--spoiler--
namaz farşça bir kelimedir ve dua anlamına gelir.
--spoiler--
hep aynı hikaye. biriniz şu arkadaşa furkan suresi 77. ayetini göndersin. dua ile salat yani bizlerin adına namaz dediği şey arasındaki farkıi ayrımı gözetebilir belki. kur'an'daki kavramların semantik (anlam bilimsel) karşılıkları vardır, şöyle açıklayalım; şimdi türkiye'de namaz deyince herkesin aklına gelen şey günde beş vakit yapılan ibadettir değil mi? yani türkiye'de kimse namaz nedir diye sormaz, çünkü ''namaz'' kelimesinin anlam bilimsel literatürde ıstılahi denen karşılığını ve uygulamasını biliyordur. işte kur'an'daki salat kavramı da böyledir. hem peygamber döneminde hem peygamber dönemi öncesinde. namazın farsça olduğunu biliyoruz, ancak kelimelerin sözlük anlamlarını alıp fetva vermek ciddi bir sorumluluk ve cehalettir, çünkü bazı alevi dedelerinden bunu duyuyorum, konuyu açıkladıktan sonra ise makul bir cevap alamıyoruz kendilerinden bu da ayrı bir konu. çünkü bu arkadaşlar islam'ın şiarları olan ibadetlerin peygamber ile birlikte ilk defa geldiğini sanıyorlar bu ise kendilerinin kur'an hakkında zerre bilgi sahibi olmadıklarını gösteriyor.

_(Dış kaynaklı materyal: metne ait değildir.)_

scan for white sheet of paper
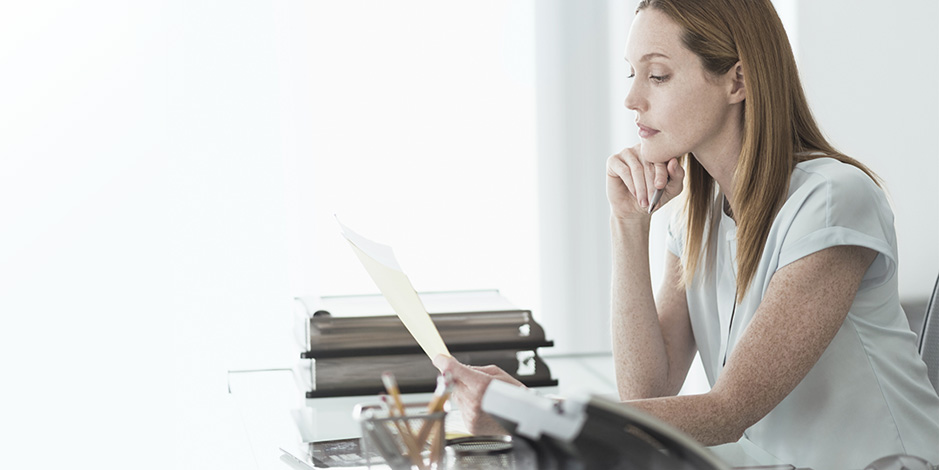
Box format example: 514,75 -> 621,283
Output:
339,222 -> 450,360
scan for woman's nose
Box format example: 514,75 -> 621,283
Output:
623,83 -> 644,111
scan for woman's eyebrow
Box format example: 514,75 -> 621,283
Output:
623,52 -> 669,62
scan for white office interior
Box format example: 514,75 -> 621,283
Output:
0,0 -> 939,469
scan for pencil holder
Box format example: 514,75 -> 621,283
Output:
353,403 -> 447,470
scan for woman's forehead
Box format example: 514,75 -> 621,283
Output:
625,8 -> 691,65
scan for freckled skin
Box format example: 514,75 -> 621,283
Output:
613,223 -> 876,445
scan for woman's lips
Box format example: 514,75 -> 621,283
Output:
636,123 -> 659,139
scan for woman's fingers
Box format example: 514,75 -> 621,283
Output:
624,152 -> 649,207
606,153 -> 636,194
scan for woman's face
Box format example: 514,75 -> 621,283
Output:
625,8 -> 742,163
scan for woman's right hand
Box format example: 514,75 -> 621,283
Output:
606,145 -> 685,219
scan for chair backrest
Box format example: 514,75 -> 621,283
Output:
919,278 -> 939,393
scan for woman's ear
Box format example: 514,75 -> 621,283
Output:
727,61 -> 747,104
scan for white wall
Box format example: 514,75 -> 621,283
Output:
0,1 -> 291,468
796,0 -> 939,300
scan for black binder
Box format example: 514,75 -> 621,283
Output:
301,296 -> 558,398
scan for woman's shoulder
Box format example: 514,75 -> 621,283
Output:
789,157 -> 883,201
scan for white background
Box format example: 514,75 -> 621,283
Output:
0,0 -> 939,468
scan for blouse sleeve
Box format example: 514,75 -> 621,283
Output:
665,211 -> 685,259
777,162 -> 897,289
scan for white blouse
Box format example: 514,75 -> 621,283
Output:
668,158 -> 939,470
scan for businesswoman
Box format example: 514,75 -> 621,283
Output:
434,0 -> 939,469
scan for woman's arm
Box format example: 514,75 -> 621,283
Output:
607,146 -> 695,400
610,220 -> 695,400
630,246 -> 876,445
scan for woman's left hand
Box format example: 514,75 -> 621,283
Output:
434,355 -> 524,435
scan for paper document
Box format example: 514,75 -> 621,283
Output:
339,222 -> 450,360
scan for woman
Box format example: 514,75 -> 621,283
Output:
435,0 -> 939,469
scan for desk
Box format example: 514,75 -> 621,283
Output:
229,355 -> 780,470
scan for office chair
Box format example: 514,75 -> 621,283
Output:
919,278 -> 939,392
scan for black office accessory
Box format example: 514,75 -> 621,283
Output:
482,381 -> 730,470
298,291 -> 558,398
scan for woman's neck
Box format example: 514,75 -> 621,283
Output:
692,113 -> 743,214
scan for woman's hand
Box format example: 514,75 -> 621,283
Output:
434,355 -> 524,435
606,145 -> 685,218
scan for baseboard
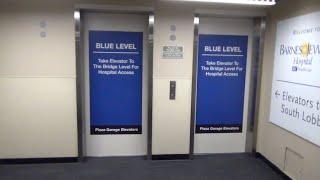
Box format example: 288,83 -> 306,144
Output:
152,154 -> 190,160
255,152 -> 291,180
0,157 -> 78,164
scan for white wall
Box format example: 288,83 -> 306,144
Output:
257,0 -> 320,180
152,7 -> 194,155
0,0 -> 268,159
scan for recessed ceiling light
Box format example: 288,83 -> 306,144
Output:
163,0 -> 276,6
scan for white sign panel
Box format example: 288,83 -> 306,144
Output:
270,12 -> 320,146
162,46 -> 183,59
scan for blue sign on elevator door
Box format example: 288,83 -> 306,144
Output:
196,35 -> 248,133
89,31 -> 143,134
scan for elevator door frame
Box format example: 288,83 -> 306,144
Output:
190,10 -> 266,158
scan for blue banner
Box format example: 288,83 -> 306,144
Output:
196,35 -> 248,133
89,31 -> 143,134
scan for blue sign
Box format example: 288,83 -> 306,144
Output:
196,35 -> 248,133
89,31 -> 143,134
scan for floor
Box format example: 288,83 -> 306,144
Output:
0,154 -> 282,180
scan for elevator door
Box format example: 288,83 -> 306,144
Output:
194,17 -> 253,154
81,12 -> 148,156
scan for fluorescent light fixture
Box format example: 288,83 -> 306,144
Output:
73,11 -> 80,19
163,0 -> 276,6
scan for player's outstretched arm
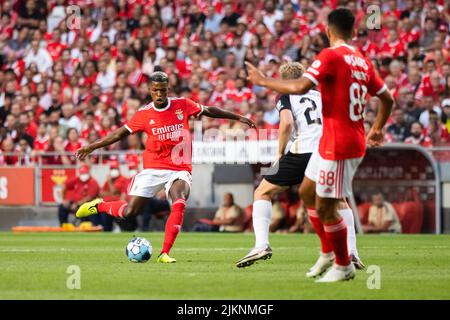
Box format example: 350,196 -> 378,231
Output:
202,106 -> 256,128
366,90 -> 394,147
75,127 -> 130,160
245,62 -> 314,94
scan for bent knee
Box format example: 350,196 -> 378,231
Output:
123,205 -> 140,217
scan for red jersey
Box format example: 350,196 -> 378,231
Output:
125,98 -> 203,172
304,44 -> 387,160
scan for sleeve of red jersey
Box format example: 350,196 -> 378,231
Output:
125,111 -> 144,133
303,49 -> 336,86
185,99 -> 204,117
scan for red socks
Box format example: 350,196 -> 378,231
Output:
323,218 -> 350,266
306,209 -> 333,254
161,198 -> 186,254
97,200 -> 128,219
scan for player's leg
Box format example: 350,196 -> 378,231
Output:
158,172 -> 191,263
76,195 -> 148,219
316,158 -> 362,282
338,198 -> 365,270
299,177 -> 334,278
236,179 -> 287,268
76,169 -> 163,219
316,196 -> 355,282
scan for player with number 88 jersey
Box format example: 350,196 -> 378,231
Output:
246,8 -> 393,282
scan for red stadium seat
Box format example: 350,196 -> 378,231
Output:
422,199 -> 436,232
358,202 -> 372,225
393,201 -> 423,233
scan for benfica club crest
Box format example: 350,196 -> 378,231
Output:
175,109 -> 184,120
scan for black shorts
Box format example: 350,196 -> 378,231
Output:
264,152 -> 312,187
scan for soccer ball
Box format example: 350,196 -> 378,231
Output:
125,237 -> 152,262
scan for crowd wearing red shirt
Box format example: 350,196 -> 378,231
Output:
0,0 -> 450,165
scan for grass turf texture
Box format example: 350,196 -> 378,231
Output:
0,233 -> 450,300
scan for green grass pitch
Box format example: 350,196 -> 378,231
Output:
0,233 -> 450,300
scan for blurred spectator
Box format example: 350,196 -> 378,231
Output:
192,193 -> 245,232
387,109 -> 409,142
363,193 -> 401,233
0,0 -> 450,160
425,111 -> 449,146
58,165 -> 100,225
419,95 -> 442,128
442,99 -> 450,133
405,121 -> 433,148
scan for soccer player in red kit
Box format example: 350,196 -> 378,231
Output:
76,71 -> 255,263
246,8 -> 393,282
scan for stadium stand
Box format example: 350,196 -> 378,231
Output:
0,0 -> 450,232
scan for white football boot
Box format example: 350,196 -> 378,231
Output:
315,263 -> 356,283
306,252 -> 334,278
236,246 -> 272,268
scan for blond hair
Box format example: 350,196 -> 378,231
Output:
278,62 -> 305,80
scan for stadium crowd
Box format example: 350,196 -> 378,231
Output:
0,0 -> 450,165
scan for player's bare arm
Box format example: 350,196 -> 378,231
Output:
278,109 -> 294,158
75,127 -> 130,161
245,62 -> 315,94
366,90 -> 394,147
202,106 -> 256,128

çünkü kur'an kendinden önceki şeraitları neshetmiyor, onları da tasdikliyor. dolayısıyla salat yani namaz olgusu yeni bir şey değildir ve kelime manasının dua olması gerçeği değiştirmez, çünkü kur'an salatı ikame etmekten bahseder.
salat dua ise; ki sözlük anlamlarından biri de budur bu teknik olarak imkansız değildir çünkü her dilin söz ve gramer kuralları değişkendir. arapçada cümlenin anlam akışına göre 17 farklı anlama gelen sözcükler vardır. mesela türkçede ''yüz'' kaç anlama gelir? birden fazla anlama tabi ki, bu da onun gibidir.
çünkü kur'an'aki kavramların çoğunun içeriği böyledir, oruç yani savm; uzaklaşmak, ayırmak demektir. hac; yönelme, kasıt; hedefe alma manaları taşır. ancak bu sözlük anlamlarından farklı olarak ''ıstılahi'' manaları vardır ve bunlar zaman içinde oluşmuştur. yani sözlük anlamlarını irdeleyerek ya da ''ibadetin şekli yoktur'' gibi batıni tevillere giderek bir gerçeğin üstünü örtemezsiniz. biz bunu kabul etmiyoruz diyebilirsiniz, ancak doğrusu budur derseniz, orada durun; cehalete tahammülüm asla yoktur. hele ki bu cehalet maksatlı ise.